I’ll still be waiting to see what latency-sensitive performance is like (specifically audio plugins) but this is halfway to addressing my biggest concern about buying an M-series Mac while the software market is still finding its footing.
Off topic, my job has been in virtualisation for the last 12 years, thus I am very familiar with the publicly available body of research on this topic. Ahead of time binary translation has been a niche area at best.
https://developer.apple.com/documentation/apple_silicon/abou...
And the correct term for "JIT-based emulation" is "Dynamic Binary Translation" (DBT).
At least these are the terms you should use if you want to find some literature on this subject.
We're not talking about JIT or AOT compiler because it's not really a compilation (compilation is translating to a lower level language).
I think a lot of people talk about JIT rather than DBT because the JIT term is better known, and there is confusion when Apple says they do "Dynamic translation for JITs". Which means that: they do DBT to handle applications that use JIT.

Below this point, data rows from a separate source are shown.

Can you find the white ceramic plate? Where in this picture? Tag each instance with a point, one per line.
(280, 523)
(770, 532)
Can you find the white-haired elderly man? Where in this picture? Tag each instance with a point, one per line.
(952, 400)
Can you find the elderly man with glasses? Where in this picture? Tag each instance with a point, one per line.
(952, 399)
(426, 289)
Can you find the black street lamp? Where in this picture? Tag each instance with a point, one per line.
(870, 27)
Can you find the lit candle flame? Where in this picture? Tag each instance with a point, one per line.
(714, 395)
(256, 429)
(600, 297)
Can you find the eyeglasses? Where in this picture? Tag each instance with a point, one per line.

Edit: So Rossetta 2 does both: SBT and DBT.
Furthermore, SBT, even for user mode binaries, can rarely reach the performance levels that we see with Rosetta2. There are many issues in determining what is code, where are the branch destinations in case of indirect branches, etc. What we have here is certainly a feat of engineering on its own.
Yes, handling indrect branch seems a bit complex and I'm not a specialist in the field. But I'm pretty sure that the cases of indirect branch are rare enough so that an additional indirection is relatively inexpensive. Adding a simple address mapping table should meet most of the cases.
An interesting question would also be whether Apple has added features to the hardware to improve the translation?
We know, for example, that Apple introduced a special register [1] to temporarily switch from the ARM consistency model to the TSO consistency model (Total Store Order) from x86.